Sänger verschwindet spurlose von Kreuzfahrtschiff – Schulfreund erzählt vom letzten Gespräch

Der britische Sänger Arron Hough stürzte an Heiligabend von der „Harmony of the Seas“
Der britische Sänger Arron Hough stürzte an Heiligabend von der „Harmony of the Seas“
Foto: dpa

Drama auf dem Kreuzfahrtschiff „Harmony of the Seas“. Mehrere hundert Kilometer vor Puerto Rico stürzte der 20-jährige Sänger Arron Hough (20) an Heiligabend von Bord. Das berichte der „Miami Herald“ unter Berufung auf die US-Küstenwache.

Das Kreuzfahrtschiff hatte in Fort Lauderdale für eine siebentägige Karibik-Kreuzfahrt abgelegt. Hough arbeitete an Bord als Sänger und Entertainer.

Küstenwache stellt Suche ein: Für sie eine der schwierigsten Entscheidungen

Zwei Tage nach dem Verschwinden des Sängers Arron Hough stellte die US-Küstenwache ihre Suche im Bereich San Juan ein.

Der Kommandant Christopher Douglas äußerte sich über diese Entscheidung in den britischen Medien: „Eine Suche einzustellen ist eine der schwierigsten Entscheidungen, die wir zu treffen haben und das machen wir uns nie leicht.“

Er betonte, dass es der Küstenwache schwer gefallen sei, die Suche einzustellen: „Während unserer Anstrengungen standen wir ständig mit der Familie von Mr. Hough in Kontakt und wir wissen, dass es eine sehr schwierige wie schmerzhafte Zeit für sie ist.“

„Das ist ein totaler Schock“ - Klassenkamerad des Sängers äußert Entsetzen

Das Entsetzen über das Geschehene ist groß, auch bei Kollegen aus der Theaterschule von Aaron Hough. „Das ist ein totaler Schock“, so zitiert die „Sun“ einen früheren Schulkameraden des Sängers.

„Ich habe noch vor Weihnachten mit ihm gesprochen.

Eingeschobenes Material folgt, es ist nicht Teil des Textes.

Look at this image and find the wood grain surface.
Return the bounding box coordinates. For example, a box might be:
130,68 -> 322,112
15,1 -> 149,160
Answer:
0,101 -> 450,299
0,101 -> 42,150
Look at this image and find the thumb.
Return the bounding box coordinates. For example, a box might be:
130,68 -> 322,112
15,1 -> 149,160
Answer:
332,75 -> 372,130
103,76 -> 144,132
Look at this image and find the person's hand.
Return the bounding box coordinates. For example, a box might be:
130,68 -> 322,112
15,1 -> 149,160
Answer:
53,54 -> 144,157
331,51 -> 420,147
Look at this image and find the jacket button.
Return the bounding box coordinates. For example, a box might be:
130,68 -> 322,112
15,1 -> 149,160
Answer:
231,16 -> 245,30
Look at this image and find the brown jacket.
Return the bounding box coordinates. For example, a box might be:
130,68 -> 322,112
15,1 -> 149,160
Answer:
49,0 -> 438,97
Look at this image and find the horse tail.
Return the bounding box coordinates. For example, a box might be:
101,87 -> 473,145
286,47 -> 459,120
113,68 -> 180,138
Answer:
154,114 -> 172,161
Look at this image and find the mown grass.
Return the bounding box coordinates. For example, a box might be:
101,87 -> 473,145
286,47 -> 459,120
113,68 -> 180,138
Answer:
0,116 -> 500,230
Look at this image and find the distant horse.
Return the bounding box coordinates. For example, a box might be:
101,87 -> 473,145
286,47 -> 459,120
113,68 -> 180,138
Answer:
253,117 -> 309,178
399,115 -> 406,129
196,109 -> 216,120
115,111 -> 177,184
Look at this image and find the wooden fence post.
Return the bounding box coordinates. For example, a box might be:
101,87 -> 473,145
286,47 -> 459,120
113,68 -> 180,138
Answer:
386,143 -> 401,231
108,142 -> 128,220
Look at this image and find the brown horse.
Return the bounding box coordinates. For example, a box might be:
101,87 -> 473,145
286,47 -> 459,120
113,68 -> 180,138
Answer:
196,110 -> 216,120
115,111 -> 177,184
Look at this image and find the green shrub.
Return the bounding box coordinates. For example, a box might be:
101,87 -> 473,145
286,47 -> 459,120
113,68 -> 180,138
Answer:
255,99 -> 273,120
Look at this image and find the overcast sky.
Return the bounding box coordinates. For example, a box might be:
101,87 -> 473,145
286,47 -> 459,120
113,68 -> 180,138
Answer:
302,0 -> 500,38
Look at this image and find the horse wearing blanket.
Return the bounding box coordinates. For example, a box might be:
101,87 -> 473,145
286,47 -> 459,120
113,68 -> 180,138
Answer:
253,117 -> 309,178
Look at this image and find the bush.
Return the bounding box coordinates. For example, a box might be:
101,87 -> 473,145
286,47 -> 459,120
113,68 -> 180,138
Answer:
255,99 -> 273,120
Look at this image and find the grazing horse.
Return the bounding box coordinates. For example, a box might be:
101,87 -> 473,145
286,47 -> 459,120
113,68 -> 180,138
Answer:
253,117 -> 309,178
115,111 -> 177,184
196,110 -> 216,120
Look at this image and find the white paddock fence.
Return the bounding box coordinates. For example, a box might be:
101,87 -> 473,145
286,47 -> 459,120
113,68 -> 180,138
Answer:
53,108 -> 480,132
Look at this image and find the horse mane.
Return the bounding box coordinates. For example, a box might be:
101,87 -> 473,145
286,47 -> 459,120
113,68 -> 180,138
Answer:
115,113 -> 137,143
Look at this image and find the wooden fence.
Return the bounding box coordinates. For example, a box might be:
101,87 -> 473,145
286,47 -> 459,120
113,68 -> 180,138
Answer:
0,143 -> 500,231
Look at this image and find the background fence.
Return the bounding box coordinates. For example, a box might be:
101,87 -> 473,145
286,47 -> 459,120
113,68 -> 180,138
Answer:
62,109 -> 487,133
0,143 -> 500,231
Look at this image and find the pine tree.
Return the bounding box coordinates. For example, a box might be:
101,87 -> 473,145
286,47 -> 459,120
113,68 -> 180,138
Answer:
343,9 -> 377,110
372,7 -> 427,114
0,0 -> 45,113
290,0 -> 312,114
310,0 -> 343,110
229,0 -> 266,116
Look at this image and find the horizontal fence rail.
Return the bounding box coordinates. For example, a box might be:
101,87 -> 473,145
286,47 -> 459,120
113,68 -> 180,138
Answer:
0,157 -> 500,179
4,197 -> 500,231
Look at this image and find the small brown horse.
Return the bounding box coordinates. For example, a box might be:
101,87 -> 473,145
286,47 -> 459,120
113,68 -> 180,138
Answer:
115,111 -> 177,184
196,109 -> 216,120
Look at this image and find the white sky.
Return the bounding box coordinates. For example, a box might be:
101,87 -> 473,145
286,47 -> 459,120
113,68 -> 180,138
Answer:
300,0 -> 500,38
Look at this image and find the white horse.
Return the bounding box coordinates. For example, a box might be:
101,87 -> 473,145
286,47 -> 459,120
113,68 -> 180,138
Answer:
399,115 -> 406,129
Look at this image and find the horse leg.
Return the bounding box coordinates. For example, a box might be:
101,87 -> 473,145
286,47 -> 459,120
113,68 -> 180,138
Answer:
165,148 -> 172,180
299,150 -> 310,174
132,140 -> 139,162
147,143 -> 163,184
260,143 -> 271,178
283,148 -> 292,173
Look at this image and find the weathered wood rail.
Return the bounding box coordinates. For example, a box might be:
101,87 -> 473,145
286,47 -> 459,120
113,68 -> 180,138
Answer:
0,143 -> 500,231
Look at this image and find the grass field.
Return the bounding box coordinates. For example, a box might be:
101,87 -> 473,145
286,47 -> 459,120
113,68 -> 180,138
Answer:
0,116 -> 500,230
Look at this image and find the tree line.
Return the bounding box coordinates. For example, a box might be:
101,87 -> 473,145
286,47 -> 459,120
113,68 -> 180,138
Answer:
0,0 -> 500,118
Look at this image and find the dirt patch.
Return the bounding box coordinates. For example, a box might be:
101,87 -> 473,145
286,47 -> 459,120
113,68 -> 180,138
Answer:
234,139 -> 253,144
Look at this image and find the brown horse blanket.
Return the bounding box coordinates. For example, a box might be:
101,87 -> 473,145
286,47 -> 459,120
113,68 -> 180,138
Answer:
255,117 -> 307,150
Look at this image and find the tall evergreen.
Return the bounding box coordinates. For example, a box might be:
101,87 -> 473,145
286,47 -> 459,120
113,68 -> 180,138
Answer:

Er hatte keine Probleme, so viel ich weiß. Er war talentiert und jung und wollte einfach nur auftreten“, so der Schulkamerad gegenüber der Zeitung.

Unglück auf Kreuzfahrtschiff: Sänger erschien nicht zur Arbeit

Die Reederei Royal Caribbean berichtet in einem Statement, dass Hough an Heiligabend nicht zur Arbeit erschien. Bei der Durchsicht von Überwachungsaufnahmen stellte die Crew dann fest, dass der 20-Jährige auf Deck 5 verschwand. Die Reederei geht davon aus, dass er über Bord stürzte.

Die Küstenwache suchte auch am Mittwoch die Gewässer rund um die Unglücksstelle ab. Das Schiff setzt derweil seine Kreuzfahrt durch die Karibik fort.

Die Küstenwache sucht mit einem Flugzeug und Schiffen nach dem jungen Mann. Hough galt als beliebtes Mitglied der Crew. Familie und Freunde geben die Hoffnung nicht auf und twittern unter dem Hashtag „#prayforarron“ ihre Unterstützung, darunter auch die Schauspielschule, die der junge Mann besucht hat:

Wie der „Miami Herald“ berichtet, ist Hough seit Anfang November schon die fünfte Person, die von einem Kreuzfahrtschiff in der Karibik stürzte.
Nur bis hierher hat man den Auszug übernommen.